Allocution devant la Conférence Riley

Le 21 février 2000
Ottawa, Ontario

Bruce Phillips
Commissaire à la protection de la vie privée du Canada
(Le texte prononcé fait foi)


Bonjour à tous.

Vous avez mentionné que j'occupe ce poste depuis un bon moment. En regardant autour de moi ce matin, je me suis rendu compte que la première fois que je suis intervenu publiquement sur ce sujet, c'était à ce même hôtel lors d'une conférence organisée par celui-là même qui a organisé cette conférence, Tom Riley. Ce qui ne nous rajeunit pas, lui et moi.

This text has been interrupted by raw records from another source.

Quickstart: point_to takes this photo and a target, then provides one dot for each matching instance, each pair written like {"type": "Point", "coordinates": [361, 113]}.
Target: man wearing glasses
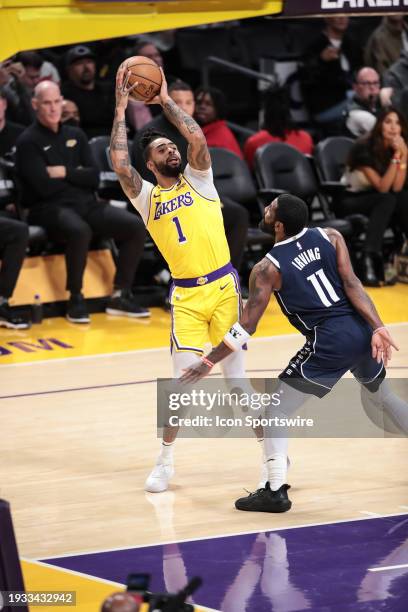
{"type": "Point", "coordinates": [368, 99]}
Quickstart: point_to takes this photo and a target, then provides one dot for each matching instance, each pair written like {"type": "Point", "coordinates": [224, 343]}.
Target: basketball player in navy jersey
{"type": "Point", "coordinates": [310, 272]}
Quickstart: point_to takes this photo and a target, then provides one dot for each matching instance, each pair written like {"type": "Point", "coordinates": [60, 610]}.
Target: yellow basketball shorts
{"type": "Point", "coordinates": [204, 314]}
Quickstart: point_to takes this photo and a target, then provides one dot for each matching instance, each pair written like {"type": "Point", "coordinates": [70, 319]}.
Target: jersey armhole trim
{"type": "Point", "coordinates": [150, 206]}
{"type": "Point", "coordinates": [323, 233]}
{"type": "Point", "coordinates": [273, 260]}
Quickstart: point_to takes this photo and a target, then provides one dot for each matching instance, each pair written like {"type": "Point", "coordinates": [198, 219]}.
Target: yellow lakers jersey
{"type": "Point", "coordinates": [188, 229]}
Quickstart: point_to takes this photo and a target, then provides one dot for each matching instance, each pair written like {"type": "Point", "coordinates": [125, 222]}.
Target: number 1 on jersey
{"type": "Point", "coordinates": [181, 236]}
{"type": "Point", "coordinates": [321, 284]}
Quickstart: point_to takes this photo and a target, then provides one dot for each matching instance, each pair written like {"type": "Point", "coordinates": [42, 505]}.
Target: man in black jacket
{"type": "Point", "coordinates": [327, 74]}
{"type": "Point", "coordinates": [59, 179]}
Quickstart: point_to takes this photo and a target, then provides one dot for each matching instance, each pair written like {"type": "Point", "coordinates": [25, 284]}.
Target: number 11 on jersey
{"type": "Point", "coordinates": [181, 236]}
{"type": "Point", "coordinates": [322, 284]}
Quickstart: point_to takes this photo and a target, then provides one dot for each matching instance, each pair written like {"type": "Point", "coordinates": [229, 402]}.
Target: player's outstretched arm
{"type": "Point", "coordinates": [381, 342]}
{"type": "Point", "coordinates": [197, 153]}
{"type": "Point", "coordinates": [129, 178]}
{"type": "Point", "coordinates": [264, 279]}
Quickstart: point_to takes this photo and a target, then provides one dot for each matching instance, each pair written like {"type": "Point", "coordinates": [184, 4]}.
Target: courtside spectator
{"type": "Point", "coordinates": [386, 43]}
{"type": "Point", "coordinates": [277, 126]}
{"type": "Point", "coordinates": [367, 101]}
{"type": "Point", "coordinates": [59, 180]}
{"type": "Point", "coordinates": [326, 78]}
{"type": "Point", "coordinates": [9, 131]}
{"type": "Point", "coordinates": [376, 177]}
{"type": "Point", "coordinates": [210, 113]}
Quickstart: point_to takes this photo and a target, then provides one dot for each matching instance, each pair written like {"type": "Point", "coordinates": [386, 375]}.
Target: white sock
{"type": "Point", "coordinates": [276, 441]}
{"type": "Point", "coordinates": [166, 452]}
{"type": "Point", "coordinates": [276, 465]}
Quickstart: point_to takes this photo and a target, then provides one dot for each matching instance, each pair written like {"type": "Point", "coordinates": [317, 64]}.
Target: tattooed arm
{"type": "Point", "coordinates": [197, 153]}
{"type": "Point", "coordinates": [264, 279]}
{"type": "Point", "coordinates": [129, 178]}
{"type": "Point", "coordinates": [382, 341]}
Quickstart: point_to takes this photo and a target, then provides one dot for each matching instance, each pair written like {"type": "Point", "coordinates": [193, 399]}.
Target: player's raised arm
{"type": "Point", "coordinates": [382, 341]}
{"type": "Point", "coordinates": [264, 279]}
{"type": "Point", "coordinates": [197, 153]}
{"type": "Point", "coordinates": [129, 178]}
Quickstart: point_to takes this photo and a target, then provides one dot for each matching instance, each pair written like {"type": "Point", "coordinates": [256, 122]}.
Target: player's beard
{"type": "Point", "coordinates": [168, 171]}
{"type": "Point", "coordinates": [268, 228]}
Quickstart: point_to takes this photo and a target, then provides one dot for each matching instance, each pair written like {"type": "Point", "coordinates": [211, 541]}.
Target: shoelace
{"type": "Point", "coordinates": [254, 493]}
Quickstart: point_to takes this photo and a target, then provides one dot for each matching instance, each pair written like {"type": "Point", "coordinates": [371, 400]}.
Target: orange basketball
{"type": "Point", "coordinates": [147, 74]}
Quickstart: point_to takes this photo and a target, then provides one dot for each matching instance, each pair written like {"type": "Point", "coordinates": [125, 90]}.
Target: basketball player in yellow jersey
{"type": "Point", "coordinates": [183, 215]}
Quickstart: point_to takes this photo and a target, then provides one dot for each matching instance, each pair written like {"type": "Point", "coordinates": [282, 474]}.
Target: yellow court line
{"type": "Point", "coordinates": [90, 592]}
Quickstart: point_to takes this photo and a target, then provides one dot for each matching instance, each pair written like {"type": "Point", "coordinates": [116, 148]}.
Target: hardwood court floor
{"type": "Point", "coordinates": [78, 439]}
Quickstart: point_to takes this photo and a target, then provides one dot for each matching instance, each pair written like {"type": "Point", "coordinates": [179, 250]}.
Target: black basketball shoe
{"type": "Point", "coordinates": [10, 320]}
{"type": "Point", "coordinates": [77, 311]}
{"type": "Point", "coordinates": [266, 500]}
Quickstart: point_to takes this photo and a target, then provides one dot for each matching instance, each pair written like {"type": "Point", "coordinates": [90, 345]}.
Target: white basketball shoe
{"type": "Point", "coordinates": [160, 476]}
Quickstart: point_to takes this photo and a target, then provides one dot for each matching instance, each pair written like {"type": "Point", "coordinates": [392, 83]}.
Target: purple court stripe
{"type": "Point", "coordinates": [318, 568]}
{"type": "Point", "coordinates": [131, 383]}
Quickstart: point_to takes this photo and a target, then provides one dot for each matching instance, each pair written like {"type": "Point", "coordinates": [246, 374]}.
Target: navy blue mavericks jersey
{"type": "Point", "coordinates": [312, 290]}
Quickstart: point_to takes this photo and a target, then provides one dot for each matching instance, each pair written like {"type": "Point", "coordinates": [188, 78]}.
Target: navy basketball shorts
{"type": "Point", "coordinates": [337, 345]}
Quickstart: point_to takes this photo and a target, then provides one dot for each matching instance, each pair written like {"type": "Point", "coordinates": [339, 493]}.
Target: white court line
{"type": "Point", "coordinates": [220, 535]}
{"type": "Point", "coordinates": [152, 350]}
{"type": "Point", "coordinates": [386, 567]}
{"type": "Point", "coordinates": [73, 572]}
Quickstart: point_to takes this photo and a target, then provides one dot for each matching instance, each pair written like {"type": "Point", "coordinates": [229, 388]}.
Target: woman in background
{"type": "Point", "coordinates": [376, 186]}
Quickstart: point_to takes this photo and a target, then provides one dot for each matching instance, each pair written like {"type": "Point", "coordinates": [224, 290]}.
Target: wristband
{"type": "Point", "coordinates": [236, 337]}
{"type": "Point", "coordinates": [207, 362]}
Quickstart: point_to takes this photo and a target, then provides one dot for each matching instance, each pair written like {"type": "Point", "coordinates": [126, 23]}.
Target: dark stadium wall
{"type": "Point", "coordinates": [35, 24]}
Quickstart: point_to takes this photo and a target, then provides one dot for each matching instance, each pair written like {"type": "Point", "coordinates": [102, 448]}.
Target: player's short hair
{"type": "Point", "coordinates": [146, 140]}
{"type": "Point", "coordinates": [179, 85]}
{"type": "Point", "coordinates": [292, 212]}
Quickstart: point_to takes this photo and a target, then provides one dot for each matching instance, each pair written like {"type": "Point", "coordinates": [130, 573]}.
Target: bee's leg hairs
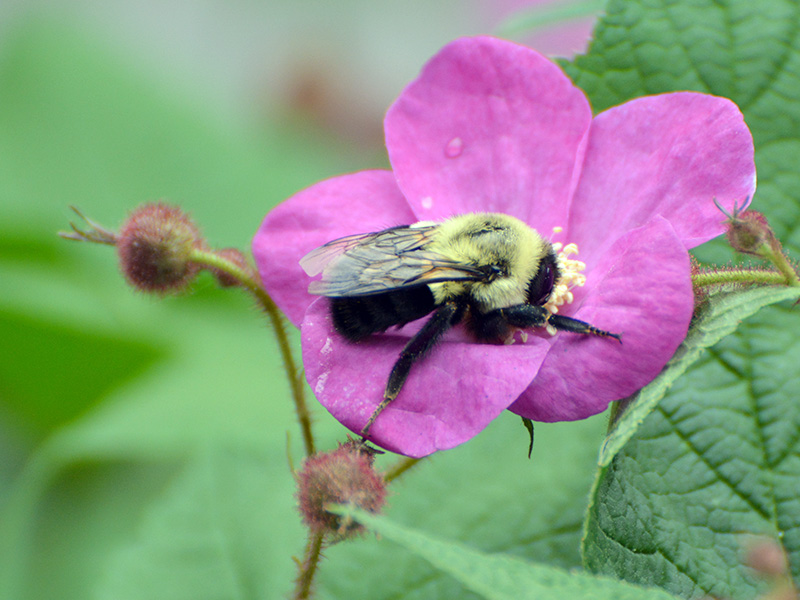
{"type": "Point", "coordinates": [443, 318]}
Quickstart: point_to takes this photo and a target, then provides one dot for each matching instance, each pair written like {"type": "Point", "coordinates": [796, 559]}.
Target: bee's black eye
{"type": "Point", "coordinates": [494, 271]}
{"type": "Point", "coordinates": [541, 286]}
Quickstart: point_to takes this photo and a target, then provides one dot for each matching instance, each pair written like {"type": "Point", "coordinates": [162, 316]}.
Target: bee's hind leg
{"type": "Point", "coordinates": [443, 318]}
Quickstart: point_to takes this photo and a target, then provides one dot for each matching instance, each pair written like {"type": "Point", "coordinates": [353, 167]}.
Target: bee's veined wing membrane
{"type": "Point", "coordinates": [371, 263]}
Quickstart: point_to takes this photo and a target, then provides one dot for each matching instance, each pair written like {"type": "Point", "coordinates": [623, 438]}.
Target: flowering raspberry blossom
{"type": "Point", "coordinates": [491, 126]}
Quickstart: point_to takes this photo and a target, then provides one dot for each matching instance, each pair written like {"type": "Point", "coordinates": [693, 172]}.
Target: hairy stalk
{"type": "Point", "coordinates": [248, 280]}
{"type": "Point", "coordinates": [308, 568]}
{"type": "Point", "coordinates": [739, 276]}
{"type": "Point", "coordinates": [399, 468]}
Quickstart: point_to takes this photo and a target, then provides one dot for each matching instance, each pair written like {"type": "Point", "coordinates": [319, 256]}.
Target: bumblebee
{"type": "Point", "coordinates": [489, 271]}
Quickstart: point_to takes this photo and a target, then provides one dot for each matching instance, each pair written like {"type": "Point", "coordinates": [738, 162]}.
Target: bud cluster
{"type": "Point", "coordinates": [344, 476]}
{"type": "Point", "coordinates": [155, 248]}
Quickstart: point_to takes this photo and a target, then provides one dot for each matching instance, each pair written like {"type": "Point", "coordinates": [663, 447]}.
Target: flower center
{"type": "Point", "coordinates": [571, 276]}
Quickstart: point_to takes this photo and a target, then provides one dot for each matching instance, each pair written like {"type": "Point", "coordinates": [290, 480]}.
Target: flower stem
{"type": "Point", "coordinates": [541, 17]}
{"type": "Point", "coordinates": [399, 468]}
{"type": "Point", "coordinates": [248, 280]}
{"type": "Point", "coordinates": [742, 277]}
{"type": "Point", "coordinates": [308, 568]}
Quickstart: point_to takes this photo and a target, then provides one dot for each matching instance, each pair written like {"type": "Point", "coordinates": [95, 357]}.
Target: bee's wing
{"type": "Point", "coordinates": [370, 263]}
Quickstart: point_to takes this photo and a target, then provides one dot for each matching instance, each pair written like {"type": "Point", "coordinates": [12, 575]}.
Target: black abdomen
{"type": "Point", "coordinates": [357, 317]}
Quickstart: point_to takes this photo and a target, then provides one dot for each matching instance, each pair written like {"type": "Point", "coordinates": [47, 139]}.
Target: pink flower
{"type": "Point", "coordinates": [493, 126]}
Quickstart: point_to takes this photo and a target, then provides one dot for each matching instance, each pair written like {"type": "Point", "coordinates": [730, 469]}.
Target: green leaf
{"type": "Point", "coordinates": [208, 534]}
{"type": "Point", "coordinates": [716, 463]}
{"type": "Point", "coordinates": [718, 317]}
{"type": "Point", "coordinates": [746, 51]}
{"type": "Point", "coordinates": [502, 577]}
{"type": "Point", "coordinates": [486, 494]}
{"type": "Point", "coordinates": [718, 457]}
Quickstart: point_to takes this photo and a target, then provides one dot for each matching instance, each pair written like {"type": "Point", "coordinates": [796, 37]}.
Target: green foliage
{"type": "Point", "coordinates": [717, 460]}
{"type": "Point", "coordinates": [503, 577]}
{"type": "Point", "coordinates": [144, 441]}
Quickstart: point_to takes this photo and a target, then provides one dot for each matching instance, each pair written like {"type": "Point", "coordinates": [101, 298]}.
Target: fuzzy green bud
{"type": "Point", "coordinates": [343, 476]}
{"type": "Point", "coordinates": [155, 247]}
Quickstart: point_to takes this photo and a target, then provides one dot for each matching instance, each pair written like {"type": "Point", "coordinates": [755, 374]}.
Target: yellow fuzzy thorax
{"type": "Point", "coordinates": [490, 239]}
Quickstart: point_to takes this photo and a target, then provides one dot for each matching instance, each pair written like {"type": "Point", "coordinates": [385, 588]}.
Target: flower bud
{"type": "Point", "coordinates": [155, 247]}
{"type": "Point", "coordinates": [749, 232]}
{"type": "Point", "coordinates": [343, 476]}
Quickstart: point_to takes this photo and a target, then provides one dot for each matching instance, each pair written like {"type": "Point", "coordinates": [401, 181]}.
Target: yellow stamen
{"type": "Point", "coordinates": [571, 277]}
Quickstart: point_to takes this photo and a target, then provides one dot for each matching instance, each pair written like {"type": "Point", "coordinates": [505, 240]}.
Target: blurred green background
{"type": "Point", "coordinates": [146, 444]}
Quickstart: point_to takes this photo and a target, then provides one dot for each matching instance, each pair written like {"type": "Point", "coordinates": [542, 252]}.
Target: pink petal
{"type": "Point", "coordinates": [641, 289]}
{"type": "Point", "coordinates": [668, 155]}
{"type": "Point", "coordinates": [448, 398]}
{"type": "Point", "coordinates": [488, 126]}
{"type": "Point", "coordinates": [357, 203]}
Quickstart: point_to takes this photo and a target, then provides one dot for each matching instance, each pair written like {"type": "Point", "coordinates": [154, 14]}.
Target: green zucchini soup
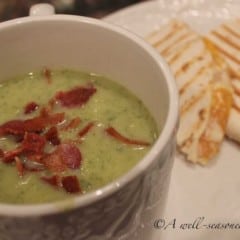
{"type": "Point", "coordinates": [65, 132]}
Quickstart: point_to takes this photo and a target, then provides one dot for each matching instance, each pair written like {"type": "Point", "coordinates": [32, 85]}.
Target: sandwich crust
{"type": "Point", "coordinates": [226, 39]}
{"type": "Point", "coordinates": [204, 89]}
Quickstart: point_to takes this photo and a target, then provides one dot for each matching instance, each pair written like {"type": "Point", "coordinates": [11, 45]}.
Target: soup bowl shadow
{"type": "Point", "coordinates": [123, 209]}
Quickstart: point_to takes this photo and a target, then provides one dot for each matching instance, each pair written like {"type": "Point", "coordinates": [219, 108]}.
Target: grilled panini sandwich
{"type": "Point", "coordinates": [226, 38]}
{"type": "Point", "coordinates": [204, 89]}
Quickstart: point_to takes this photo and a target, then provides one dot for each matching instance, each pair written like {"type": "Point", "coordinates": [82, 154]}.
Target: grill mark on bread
{"type": "Point", "coordinates": [185, 87]}
{"type": "Point", "coordinates": [222, 47]}
{"type": "Point", "coordinates": [231, 30]}
{"type": "Point", "coordinates": [188, 65]}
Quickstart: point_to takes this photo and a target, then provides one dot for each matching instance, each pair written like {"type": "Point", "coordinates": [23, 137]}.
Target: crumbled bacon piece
{"type": "Point", "coordinates": [75, 97]}
{"type": "Point", "coordinates": [70, 154]}
{"type": "Point", "coordinates": [72, 124]}
{"type": "Point", "coordinates": [33, 166]}
{"type": "Point", "coordinates": [86, 129]}
{"type": "Point", "coordinates": [54, 163]}
{"type": "Point", "coordinates": [10, 155]}
{"type": "Point", "coordinates": [52, 136]}
{"type": "Point", "coordinates": [30, 107]}
{"type": "Point", "coordinates": [19, 166]}
{"type": "Point", "coordinates": [115, 134]}
{"type": "Point", "coordinates": [54, 180]}
{"type": "Point", "coordinates": [48, 75]}
{"type": "Point", "coordinates": [14, 127]}
{"type": "Point", "coordinates": [71, 184]}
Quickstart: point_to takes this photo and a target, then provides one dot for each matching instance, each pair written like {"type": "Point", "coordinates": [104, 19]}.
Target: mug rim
{"type": "Point", "coordinates": [168, 130]}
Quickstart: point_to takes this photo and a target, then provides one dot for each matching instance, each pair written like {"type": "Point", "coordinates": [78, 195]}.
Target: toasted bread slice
{"type": "Point", "coordinates": [226, 39]}
{"type": "Point", "coordinates": [204, 89]}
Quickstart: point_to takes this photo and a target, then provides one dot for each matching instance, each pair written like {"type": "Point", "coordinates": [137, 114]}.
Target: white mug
{"type": "Point", "coordinates": [120, 209]}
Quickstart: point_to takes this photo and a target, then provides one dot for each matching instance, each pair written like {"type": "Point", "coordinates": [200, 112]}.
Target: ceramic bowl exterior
{"type": "Point", "coordinates": [120, 209]}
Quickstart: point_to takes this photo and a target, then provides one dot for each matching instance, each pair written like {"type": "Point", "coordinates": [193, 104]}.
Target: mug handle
{"type": "Point", "coordinates": [42, 9]}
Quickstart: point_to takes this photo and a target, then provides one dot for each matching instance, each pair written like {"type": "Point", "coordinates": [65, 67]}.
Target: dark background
{"type": "Point", "coordinates": [94, 8]}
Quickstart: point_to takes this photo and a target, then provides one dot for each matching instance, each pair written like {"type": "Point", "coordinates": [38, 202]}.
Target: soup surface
{"type": "Point", "coordinates": [65, 132]}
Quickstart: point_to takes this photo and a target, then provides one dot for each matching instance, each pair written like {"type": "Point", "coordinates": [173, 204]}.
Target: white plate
{"type": "Point", "coordinates": [212, 192]}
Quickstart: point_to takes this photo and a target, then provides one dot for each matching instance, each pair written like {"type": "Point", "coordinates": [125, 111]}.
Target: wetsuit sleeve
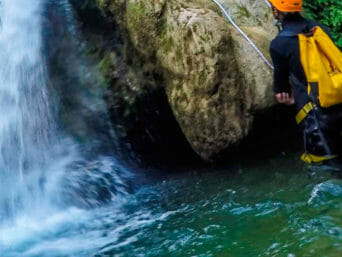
{"type": "Point", "coordinates": [281, 71]}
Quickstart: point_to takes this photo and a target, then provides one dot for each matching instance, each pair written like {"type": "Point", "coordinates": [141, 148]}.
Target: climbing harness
{"type": "Point", "coordinates": [304, 112]}
{"type": "Point", "coordinates": [229, 18]}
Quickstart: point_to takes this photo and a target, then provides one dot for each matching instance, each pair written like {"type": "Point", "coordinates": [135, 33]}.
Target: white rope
{"type": "Point", "coordinates": [224, 11]}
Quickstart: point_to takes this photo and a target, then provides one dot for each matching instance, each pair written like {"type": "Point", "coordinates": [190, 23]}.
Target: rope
{"type": "Point", "coordinates": [229, 18]}
{"type": "Point", "coordinates": [268, 3]}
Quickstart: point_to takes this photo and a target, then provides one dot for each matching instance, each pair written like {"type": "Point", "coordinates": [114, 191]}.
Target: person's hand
{"type": "Point", "coordinates": [285, 98]}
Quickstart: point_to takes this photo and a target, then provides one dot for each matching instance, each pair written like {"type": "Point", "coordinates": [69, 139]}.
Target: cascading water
{"type": "Point", "coordinates": [41, 169]}
{"type": "Point", "coordinates": [28, 133]}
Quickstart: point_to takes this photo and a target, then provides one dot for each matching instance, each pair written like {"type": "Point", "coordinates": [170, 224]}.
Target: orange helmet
{"type": "Point", "coordinates": [287, 5]}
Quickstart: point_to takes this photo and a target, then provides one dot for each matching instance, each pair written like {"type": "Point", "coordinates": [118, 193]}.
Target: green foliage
{"type": "Point", "coordinates": [329, 13]}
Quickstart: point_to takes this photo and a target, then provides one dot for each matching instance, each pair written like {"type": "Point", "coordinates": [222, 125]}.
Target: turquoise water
{"type": "Point", "coordinates": [267, 208]}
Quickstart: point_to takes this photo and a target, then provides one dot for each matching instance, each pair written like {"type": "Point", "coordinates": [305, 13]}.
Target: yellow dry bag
{"type": "Point", "coordinates": [322, 64]}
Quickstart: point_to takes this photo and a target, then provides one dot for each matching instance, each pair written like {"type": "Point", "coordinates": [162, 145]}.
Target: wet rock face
{"type": "Point", "coordinates": [213, 79]}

Je me sens un peu comme un instituteur qui accueille sa nouvelle classe, car je vois plein de nouveaux visages. J'imagine que bon nombre d'entre vous qui évoluent au sein du gouvernement fédéral à un titre ou à un autre ne s'occupaient même pas de cette question lorsque j'en ai pris connaissance moi-même.

Ce mois-ci marque le dixième anniversaire de mon arrivée au Commissariat à la protection de la vie privée. J'ai été commissaire adjoint pendant un an avant d'exercer mes fonctions actuelles. C'est intéressant de voir tout le chemin parcouru depuis lors mais on verra plus loin tout le chemin qu'il reste à parcourir. Il y a dix ans, des mots qui sont devenus d'usage courant maintenant ne figuraient même pas au dictionnaire. C'est le cas de courriel, moteur de recherche, portail, pour ne nommer que ceux-là.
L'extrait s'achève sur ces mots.